Ayrıca Harry Potter çılgınlığım son günlerde geri geldi :))

Bu aralar, deli gibi Harry Potter filmlerini izliyorum bilmem kaçıncı kez.

Websitesine de üye oldum (Bu zamana kadar niye bekledim hayret :) )

Üye olunca Hogwarts'ta okusaydınız, hangi okul binasında olurdunuz, öğrenebiliyorsunuz.

Sizce ben hangisindeyim? :))

Hufflepuff !


İşte böyle saçmasapan şeylerle uğraştım bugün :)) Yapacak bir sürü iş varken oysaki :(

Siz de siteye üye olursanız hangi okul binasında olurmuşsunuz yazın bana !


Melonpan

10 Şubat 2016 Çarşamba

HAYATIMDAN BİR GÜN

Bugün uzun bir aradan sonra Caroline'la buluştuk ♥♥♥ Uzun bir ara derken aslında iki hafta kadar :))  Genelde sık sık görüşürüz o yüzden iki hafta uzun geldi galiba bana.

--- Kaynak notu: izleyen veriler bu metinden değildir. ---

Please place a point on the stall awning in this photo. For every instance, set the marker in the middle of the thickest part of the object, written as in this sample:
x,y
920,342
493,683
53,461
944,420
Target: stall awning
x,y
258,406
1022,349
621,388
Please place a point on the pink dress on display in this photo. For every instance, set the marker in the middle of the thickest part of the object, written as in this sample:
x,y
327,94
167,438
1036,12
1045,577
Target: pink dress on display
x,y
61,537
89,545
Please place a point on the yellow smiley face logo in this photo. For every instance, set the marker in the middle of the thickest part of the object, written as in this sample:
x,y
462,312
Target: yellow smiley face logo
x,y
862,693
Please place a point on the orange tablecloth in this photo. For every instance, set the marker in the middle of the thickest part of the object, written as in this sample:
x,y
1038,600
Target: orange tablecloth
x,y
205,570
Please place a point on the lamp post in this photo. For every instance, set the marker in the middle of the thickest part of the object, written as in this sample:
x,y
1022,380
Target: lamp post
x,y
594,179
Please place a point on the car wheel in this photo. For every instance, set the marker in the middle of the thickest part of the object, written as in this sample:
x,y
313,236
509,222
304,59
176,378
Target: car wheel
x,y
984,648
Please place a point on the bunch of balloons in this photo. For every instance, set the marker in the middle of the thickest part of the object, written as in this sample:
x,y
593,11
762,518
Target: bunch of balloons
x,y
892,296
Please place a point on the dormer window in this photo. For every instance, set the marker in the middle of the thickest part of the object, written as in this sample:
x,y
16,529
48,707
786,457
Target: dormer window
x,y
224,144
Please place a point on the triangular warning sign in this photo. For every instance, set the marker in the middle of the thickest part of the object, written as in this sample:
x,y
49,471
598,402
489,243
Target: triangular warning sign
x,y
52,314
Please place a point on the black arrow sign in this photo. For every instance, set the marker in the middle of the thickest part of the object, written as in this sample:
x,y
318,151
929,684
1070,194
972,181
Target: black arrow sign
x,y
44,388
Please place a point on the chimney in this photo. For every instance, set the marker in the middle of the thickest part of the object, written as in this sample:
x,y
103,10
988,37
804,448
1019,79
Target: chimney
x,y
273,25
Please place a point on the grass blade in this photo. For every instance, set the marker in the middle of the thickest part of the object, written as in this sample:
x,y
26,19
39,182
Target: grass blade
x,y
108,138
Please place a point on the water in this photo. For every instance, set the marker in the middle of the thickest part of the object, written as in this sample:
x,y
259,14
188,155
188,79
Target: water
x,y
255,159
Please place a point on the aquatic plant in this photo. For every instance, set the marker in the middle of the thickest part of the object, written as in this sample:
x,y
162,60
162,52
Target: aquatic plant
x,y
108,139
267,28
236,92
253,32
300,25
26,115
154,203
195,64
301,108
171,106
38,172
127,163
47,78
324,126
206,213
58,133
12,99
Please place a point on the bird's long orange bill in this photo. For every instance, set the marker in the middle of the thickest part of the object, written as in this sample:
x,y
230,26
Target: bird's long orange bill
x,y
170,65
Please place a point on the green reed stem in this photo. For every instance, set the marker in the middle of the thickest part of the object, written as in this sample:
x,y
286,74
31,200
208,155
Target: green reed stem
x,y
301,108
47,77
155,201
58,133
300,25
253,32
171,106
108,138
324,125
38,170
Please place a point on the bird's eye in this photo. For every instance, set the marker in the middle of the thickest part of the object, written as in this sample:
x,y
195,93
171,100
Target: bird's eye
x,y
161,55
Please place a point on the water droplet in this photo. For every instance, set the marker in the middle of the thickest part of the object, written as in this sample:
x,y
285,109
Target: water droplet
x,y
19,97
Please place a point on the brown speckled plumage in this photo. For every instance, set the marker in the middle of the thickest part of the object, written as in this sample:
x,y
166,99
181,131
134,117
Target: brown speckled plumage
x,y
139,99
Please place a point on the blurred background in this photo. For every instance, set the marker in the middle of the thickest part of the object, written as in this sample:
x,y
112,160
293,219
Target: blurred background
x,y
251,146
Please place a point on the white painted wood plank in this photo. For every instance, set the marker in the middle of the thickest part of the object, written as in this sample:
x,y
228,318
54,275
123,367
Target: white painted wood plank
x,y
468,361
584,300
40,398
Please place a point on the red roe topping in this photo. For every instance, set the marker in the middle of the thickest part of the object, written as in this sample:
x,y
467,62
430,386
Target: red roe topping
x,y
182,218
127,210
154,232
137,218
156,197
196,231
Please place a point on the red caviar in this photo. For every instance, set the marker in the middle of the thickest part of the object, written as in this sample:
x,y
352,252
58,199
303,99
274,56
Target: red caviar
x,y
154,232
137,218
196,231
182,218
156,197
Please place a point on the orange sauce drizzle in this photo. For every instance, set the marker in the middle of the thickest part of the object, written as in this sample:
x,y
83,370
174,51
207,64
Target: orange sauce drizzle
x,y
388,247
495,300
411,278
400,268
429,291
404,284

Caroline İsveç'ten gelen bir arkadaşım ama aslen Polonyalı. 


Bu dönem aynı dersi aldık.

Grup projesinde de aynı gruba düştük ve çok iyi arkadaş olduk. Aslında bir de Ernest'imiz var ama o şuan Japonya'nın kırsal kesimlerini turluyor :) 

Yılbaşından önce birlikte bir sürü illumination'a gitmiştik Caroline'nın videosunu izleyebilirsiniz :) 

Caroline'nın morali bozuktu bu sefer :( O yüzden konuşup dertleşelim dedik ve sushi yemeğe gittik Shibuya'ya :) 



Bir dedikodu bir dedikodu :))

Eve dönerken daha iyice gibiydi Caroline.

Bakalım gelişmelerden haberdar edecek :)




Melonpan

7 Şubat 2016 Pazar

ZEHİRLİ AMA ÇOK LEZZETLİ ! :D

Geçen salı arkadaşımla Shimokitazawa'ya gitmiştim.

(Shimokitazawa bir sürü mağazanın, cafenin, barların olduğu, özellikle gençlerin tercih ettiği bir semt.)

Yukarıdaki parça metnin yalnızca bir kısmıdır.